New framework to address cyber security threats
Amid rising concerns of technical glitches and cyber security threats, the Security and Exchange Board of India (Sebi) has issued a framework for stock exchanges and brokers to deal with incidents of malfunction in the systems.
Under the new framework, any malfunction resulting in slowing down or variance in normal operations for five minutes or more will have to be reported within an hour of the occurrence.
Stock brokers have been directed to submit a preliminary incident report within a day following the incident, mentioning the details and the immediate action taken to rectify it while a root cause analysis report will have to be submitted to the respective stock exchange within 14 days.

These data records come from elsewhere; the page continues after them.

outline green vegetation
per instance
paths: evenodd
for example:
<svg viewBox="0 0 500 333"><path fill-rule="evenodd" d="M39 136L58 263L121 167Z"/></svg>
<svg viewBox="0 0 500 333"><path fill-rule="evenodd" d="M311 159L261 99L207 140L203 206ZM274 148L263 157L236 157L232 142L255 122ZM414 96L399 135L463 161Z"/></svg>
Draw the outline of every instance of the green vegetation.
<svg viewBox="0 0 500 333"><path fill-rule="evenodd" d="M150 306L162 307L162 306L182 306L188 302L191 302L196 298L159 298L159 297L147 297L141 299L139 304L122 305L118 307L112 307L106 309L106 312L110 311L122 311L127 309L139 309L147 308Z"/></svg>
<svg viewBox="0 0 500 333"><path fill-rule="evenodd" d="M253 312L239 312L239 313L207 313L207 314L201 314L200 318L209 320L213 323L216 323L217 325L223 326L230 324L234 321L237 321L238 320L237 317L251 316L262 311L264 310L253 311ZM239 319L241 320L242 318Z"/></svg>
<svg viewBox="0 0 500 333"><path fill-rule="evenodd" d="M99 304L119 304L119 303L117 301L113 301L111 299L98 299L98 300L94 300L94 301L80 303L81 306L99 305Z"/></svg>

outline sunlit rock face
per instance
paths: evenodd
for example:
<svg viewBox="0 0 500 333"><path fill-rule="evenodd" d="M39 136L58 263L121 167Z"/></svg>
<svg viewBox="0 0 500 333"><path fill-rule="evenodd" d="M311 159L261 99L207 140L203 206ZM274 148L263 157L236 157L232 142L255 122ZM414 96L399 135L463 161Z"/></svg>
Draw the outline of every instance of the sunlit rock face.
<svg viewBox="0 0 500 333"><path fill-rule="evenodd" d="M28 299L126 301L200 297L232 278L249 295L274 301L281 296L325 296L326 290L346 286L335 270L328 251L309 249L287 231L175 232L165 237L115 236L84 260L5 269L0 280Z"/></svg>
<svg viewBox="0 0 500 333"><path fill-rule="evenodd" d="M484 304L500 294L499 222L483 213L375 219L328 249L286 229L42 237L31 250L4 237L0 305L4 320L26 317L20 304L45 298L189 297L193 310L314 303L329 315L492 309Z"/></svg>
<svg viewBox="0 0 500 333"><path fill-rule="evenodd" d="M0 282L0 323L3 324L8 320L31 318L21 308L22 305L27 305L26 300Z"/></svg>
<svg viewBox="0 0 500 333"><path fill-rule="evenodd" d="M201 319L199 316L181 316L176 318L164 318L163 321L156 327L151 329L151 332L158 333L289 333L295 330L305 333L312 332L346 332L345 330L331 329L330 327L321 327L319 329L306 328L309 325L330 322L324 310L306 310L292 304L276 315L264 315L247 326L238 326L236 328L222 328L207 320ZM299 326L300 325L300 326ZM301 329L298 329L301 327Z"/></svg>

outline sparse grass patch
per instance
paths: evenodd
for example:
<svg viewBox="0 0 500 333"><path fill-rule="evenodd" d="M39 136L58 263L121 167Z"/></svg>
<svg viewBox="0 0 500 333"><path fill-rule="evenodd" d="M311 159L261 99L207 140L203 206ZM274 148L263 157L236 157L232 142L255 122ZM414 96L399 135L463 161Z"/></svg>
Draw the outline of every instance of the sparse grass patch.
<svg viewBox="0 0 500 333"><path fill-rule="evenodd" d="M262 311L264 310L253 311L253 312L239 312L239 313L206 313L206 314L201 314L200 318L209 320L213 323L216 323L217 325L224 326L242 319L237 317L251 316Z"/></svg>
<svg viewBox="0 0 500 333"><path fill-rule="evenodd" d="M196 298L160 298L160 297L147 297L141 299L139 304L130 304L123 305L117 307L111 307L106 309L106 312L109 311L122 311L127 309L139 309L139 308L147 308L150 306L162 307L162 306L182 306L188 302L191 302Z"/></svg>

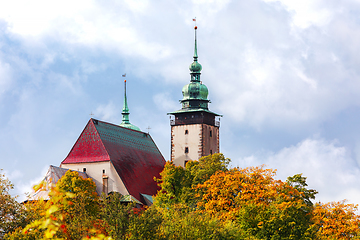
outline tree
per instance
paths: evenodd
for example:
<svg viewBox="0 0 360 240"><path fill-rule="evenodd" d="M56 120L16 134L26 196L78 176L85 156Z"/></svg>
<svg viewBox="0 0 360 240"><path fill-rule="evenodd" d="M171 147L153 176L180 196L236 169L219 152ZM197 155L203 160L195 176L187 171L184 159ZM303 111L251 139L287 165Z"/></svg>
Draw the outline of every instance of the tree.
<svg viewBox="0 0 360 240"><path fill-rule="evenodd" d="M311 209L303 194L274 176L262 167L217 172L198 185L198 206L259 239L311 239Z"/></svg>
<svg viewBox="0 0 360 240"><path fill-rule="evenodd" d="M360 216L357 205L345 201L317 203L314 225L318 239L360 239Z"/></svg>
<svg viewBox="0 0 360 240"><path fill-rule="evenodd" d="M218 171L227 171L229 163L230 159L221 153L202 157L198 161L188 161L185 168L167 162L160 173L161 178L156 179L161 189L156 195L155 203L186 203L196 207L196 199L199 197L196 186Z"/></svg>
<svg viewBox="0 0 360 240"><path fill-rule="evenodd" d="M16 197L9 193L14 188L13 184L1 171L2 169L0 170L0 239L3 239L5 234L24 226L26 215L21 204L16 201Z"/></svg>
<svg viewBox="0 0 360 240"><path fill-rule="evenodd" d="M102 196L101 219L103 226L114 239L126 239L130 219L133 217L134 204L124 204L120 201L122 195L118 192L108 197Z"/></svg>
<svg viewBox="0 0 360 240"><path fill-rule="evenodd" d="M44 187L40 184L37 188ZM111 239L100 227L99 197L95 183L78 172L67 171L51 188L50 199L42 211L24 229L8 234L6 239ZM35 215L34 215L35 216Z"/></svg>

These malfunctions could be on the account of inadequate infrastructure, cyber-attacks, procedural errors or process failures, Sebi noted.

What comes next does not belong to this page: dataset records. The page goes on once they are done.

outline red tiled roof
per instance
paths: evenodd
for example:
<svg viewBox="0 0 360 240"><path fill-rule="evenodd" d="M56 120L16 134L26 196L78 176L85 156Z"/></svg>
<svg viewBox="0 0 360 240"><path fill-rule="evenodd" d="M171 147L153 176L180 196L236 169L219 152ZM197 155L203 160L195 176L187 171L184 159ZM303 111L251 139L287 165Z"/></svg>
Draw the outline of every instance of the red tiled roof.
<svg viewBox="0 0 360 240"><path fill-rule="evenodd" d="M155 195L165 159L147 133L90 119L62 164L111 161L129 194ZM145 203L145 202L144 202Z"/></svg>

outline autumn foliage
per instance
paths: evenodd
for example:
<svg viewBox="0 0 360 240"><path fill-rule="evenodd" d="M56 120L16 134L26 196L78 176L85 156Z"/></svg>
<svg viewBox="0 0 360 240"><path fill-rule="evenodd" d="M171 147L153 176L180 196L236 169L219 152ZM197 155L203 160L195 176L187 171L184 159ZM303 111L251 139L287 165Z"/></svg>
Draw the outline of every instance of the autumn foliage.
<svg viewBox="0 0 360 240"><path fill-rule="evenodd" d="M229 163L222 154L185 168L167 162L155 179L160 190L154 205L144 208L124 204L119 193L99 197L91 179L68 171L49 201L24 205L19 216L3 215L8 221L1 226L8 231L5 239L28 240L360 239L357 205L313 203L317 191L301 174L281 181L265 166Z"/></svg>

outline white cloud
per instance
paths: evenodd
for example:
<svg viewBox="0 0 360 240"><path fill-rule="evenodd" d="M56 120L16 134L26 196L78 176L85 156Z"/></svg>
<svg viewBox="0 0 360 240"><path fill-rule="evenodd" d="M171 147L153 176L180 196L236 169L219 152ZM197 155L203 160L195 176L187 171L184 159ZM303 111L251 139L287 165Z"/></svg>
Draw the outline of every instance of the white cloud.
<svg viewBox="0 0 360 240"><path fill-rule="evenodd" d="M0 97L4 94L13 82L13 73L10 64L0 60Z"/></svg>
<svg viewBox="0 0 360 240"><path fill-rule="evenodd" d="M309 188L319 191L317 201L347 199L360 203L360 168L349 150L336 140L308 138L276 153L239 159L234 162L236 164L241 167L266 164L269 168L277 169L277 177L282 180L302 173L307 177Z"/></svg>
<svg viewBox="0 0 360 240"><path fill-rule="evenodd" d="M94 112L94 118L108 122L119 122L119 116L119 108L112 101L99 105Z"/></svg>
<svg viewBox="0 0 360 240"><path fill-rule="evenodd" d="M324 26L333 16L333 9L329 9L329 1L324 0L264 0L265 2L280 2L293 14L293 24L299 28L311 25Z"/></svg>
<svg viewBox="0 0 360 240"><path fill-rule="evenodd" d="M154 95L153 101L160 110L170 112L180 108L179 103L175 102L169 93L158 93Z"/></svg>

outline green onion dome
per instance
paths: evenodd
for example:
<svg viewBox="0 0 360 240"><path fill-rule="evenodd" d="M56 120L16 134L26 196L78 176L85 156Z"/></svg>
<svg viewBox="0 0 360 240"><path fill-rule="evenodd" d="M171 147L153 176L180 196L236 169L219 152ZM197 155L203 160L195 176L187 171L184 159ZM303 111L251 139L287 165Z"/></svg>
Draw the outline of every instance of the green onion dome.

The capital markets regulator has mandated stock brokers, with a minimum client base, to establish business continuity planning (BCP) and disaster recovery site (DRS) to be followed in the event of any disaster. They will have to constitute responsible teams and resources for shifting operations to DRS.
The minimum client base for stock brokers will be specified form the exchanges time to time.

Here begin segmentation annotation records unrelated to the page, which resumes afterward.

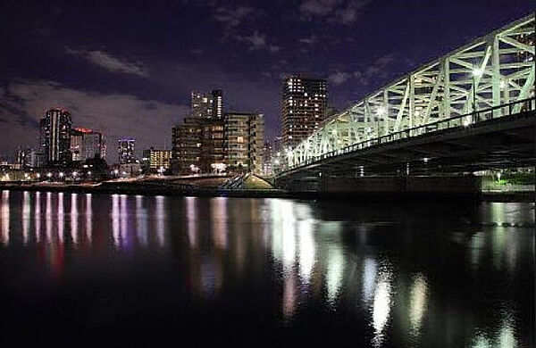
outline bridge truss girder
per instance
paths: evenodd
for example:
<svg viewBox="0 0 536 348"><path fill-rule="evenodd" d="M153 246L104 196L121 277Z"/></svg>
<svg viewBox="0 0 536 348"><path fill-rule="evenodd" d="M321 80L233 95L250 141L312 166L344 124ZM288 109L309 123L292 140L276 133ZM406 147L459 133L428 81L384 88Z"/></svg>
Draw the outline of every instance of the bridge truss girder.
<svg viewBox="0 0 536 348"><path fill-rule="evenodd" d="M521 19L372 93L326 120L289 152L289 166L298 167L355 144L366 146L381 136L533 96L534 26L534 15ZM519 112L521 106L515 105L510 114ZM507 112L499 108L492 116ZM469 118L466 121L471 122Z"/></svg>

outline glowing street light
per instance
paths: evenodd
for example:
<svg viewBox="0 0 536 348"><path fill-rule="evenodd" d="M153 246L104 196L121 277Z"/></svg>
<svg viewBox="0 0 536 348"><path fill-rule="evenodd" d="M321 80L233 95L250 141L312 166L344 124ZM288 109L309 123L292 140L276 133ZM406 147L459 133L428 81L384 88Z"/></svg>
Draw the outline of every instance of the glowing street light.
<svg viewBox="0 0 536 348"><path fill-rule="evenodd" d="M477 108L476 104L476 78L480 78L484 73L484 70L480 68L475 68L472 71L473 75L473 112L474 112Z"/></svg>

Specified stock brokers will have to conduct drills or live trading from DRS for at least one full trading day. However, the frequency of this drill will be declared later.
Stock exchanges will also, after consultation with brokers, declare the maximum time taken to restore operations and the maximum tolerable period for which data might be lost due to major incidents. “Primary Data Centre (PDC) and DRS shall be separated from each other by a distance of at least 250 kilometers to ensure that both of them do not get affected by the same natural disaster,” said Sebi.
Stock exchanges have been directed to put a structure of financial disincentives applicable to stock brokers for technical glitches and noncompliance of the provisions. The root cause analysis reports and such incidents will have to be mentioned on the exchanges’ website.
The market watchdog has asked stock exchanges to maintain dedicated cell for monitoring of such incidents and to intimate brokers about breach of any key parameter.